VECT Ransomware Exposed as Accidental Wiper: Critical Encryption Flaw Destroys All Large Files
Breaking: VECT 2.0 Ransomware Permanently Destroys Large Files Instead of Encrypting Them
Check Point Research (CPR) has uncovered a devastating flaw in the VECT 2.0 ransomware that renders it an unintentional wiper for any file larger than 128 KB. The vulnerability means that for files above this threshold, full recovery is impossible—even for the attackers themselves.

“The encryption implementation discards three out of four decryption nonces for every file above 131,072 bytes,” said a CPR spokesperson. “This is not a bug that can be patched; it is a fundamental design failure that makes VECT a wiper for virtually all enterprise data.”
The flaw affects all three platform variants—Windows, Linux, and ESXi—confirming a single flawed codebase ported across environments. Files commonly targeted by ransomware, such as VM disks, databases, documents, and backups, typically exceed 128 KB, meaning they are permanently destroyed upon execution.
Critical Flaw Details
Within every file larger than 128 KB, VECT uses a four-chunk encryption logic but only saves one decryption nonce per file. The other three nonces are generated but never written to disk or transmitted, making decryption impossible. CPR confirmed this flaw is present in all publicly available VECT versions.
“This is not an accidental oversight in a single build—it’s a systemic error repeated across every variant, every version,” the CPR researcher added. “Any organization hit by VECT should treat affected files as permanently lost.”
Misidentified Cipher and Unused Features
Public reports have incorrectly identified VECT’s encryption algorithm as ChaCha20-Poly1305 AEAD. CPR found it uses raw ChaCha20-IETF (RFC 8439) with no authentication. No Poly1305 MAC and no integrity protection exist, leaving encrypted data vulnerable to tampering—though that matters little when recovery is impossible anyway.
Additionally, the advertised --fast, --medium, and --secure encryption speed modes on Linux and ESXi variants are parsed and then silently ignored. Every execution applies identical hardcoded thresholds regardless of operator selection, making the performance claims hollow.

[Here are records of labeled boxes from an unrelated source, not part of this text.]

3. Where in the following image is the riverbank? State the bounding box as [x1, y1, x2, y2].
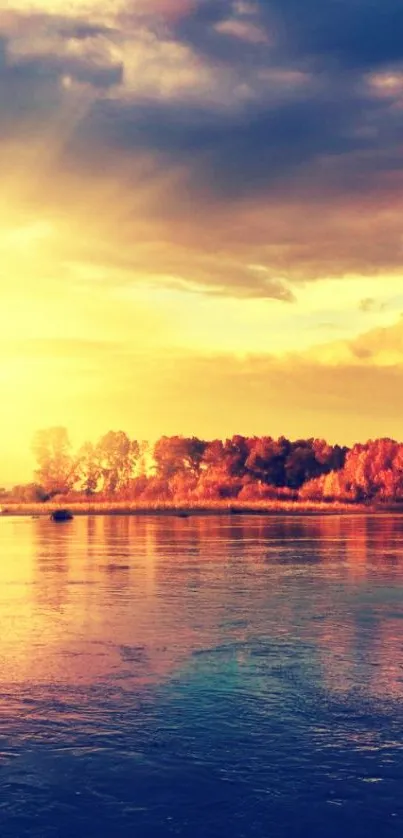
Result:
[1, 500, 402, 517]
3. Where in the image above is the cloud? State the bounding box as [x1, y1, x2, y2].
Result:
[0, 0, 403, 300]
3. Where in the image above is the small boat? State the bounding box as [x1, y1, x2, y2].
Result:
[50, 509, 74, 521]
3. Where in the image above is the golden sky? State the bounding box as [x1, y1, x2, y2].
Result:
[0, 0, 403, 485]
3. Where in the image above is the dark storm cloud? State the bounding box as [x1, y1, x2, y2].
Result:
[179, 0, 403, 68]
[0, 0, 403, 299]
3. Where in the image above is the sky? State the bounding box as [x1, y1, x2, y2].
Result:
[0, 0, 403, 485]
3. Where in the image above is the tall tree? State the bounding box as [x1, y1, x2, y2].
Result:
[96, 431, 139, 494]
[32, 427, 76, 496]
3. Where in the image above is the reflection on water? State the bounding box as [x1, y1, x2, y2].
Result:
[0, 516, 403, 838]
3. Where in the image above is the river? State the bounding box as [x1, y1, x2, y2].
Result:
[0, 515, 403, 838]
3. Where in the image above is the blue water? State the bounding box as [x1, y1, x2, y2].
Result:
[0, 516, 403, 838]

“The software presents a professional facade but is amateur hour underneath,” the CPR spokesperson said. “Beyond the nonce flaw, we found multiple other bugs: self-cancelling string obfuscation, permanently unreachable anti-analysis code, and a thread scheduler that actively degrades encryption performance.”
Background
VECT Ransomware is a Ransomware-as-a-Service (RaaS) program that first appeared in December 2025 on a Russian-language cybercrime forum. After claiming initial victims in January 2026, the group gained notoriety through a partnership with TeamPCP, the actor behind several supply-chain attacks in March 2026. Those attacks injected malware into popular software packages like Trivy, Checkmarx’ KICS, LiteLLM, and Telnyx, affecting a large base of downstream consumers.

In a post on BreachForums, VECT announced the TeamPCP collaboration, aiming to exploit companies affected by those supply-chain attacks. Simultaneously, VECT announced a partnership with BreachForums itself, promising that every registered forum user would become an affiliate with access to the ransomware, negotiation platform, and leak site.
“This open affiliate model is unusual and dangerous,” noted the CPR spokesperson. “But given the encryption flaw, affiliates using VECT are likely destroying data rather than holding it for ransom—creating irreversible damage to victim organizations.”
What This Means
The VECT ransomware gang presents a credible threat due to its partnerships and supply-chain attack capabilities, but its encryption engine is fundamentally broken for any operation targeting enterprise data. Organizations should treat VECT as a wiper malware, not a ransomware variant. Traditional incident response for ransomware—negotiation, decryption key recovery—is futile.
Security teams must update their detection signatures to identify VECT’s ChaCha20-IETF payload and isolate infected systems immediately. For files over 128 KB on compromised systems, backup restoration is the only recovery path—and backups suspected of being encrypted by VECT should be considered corrupted.
As VECT continues to recruit affiliates through BreachForums, the risk of widespread data destruction grows. This case underscores the need for organizations to verify the integrity of encryption implementations in any ransomware claiming to offer recoverable encryption—because in VECT’s case, the wiper is by design, not by accident.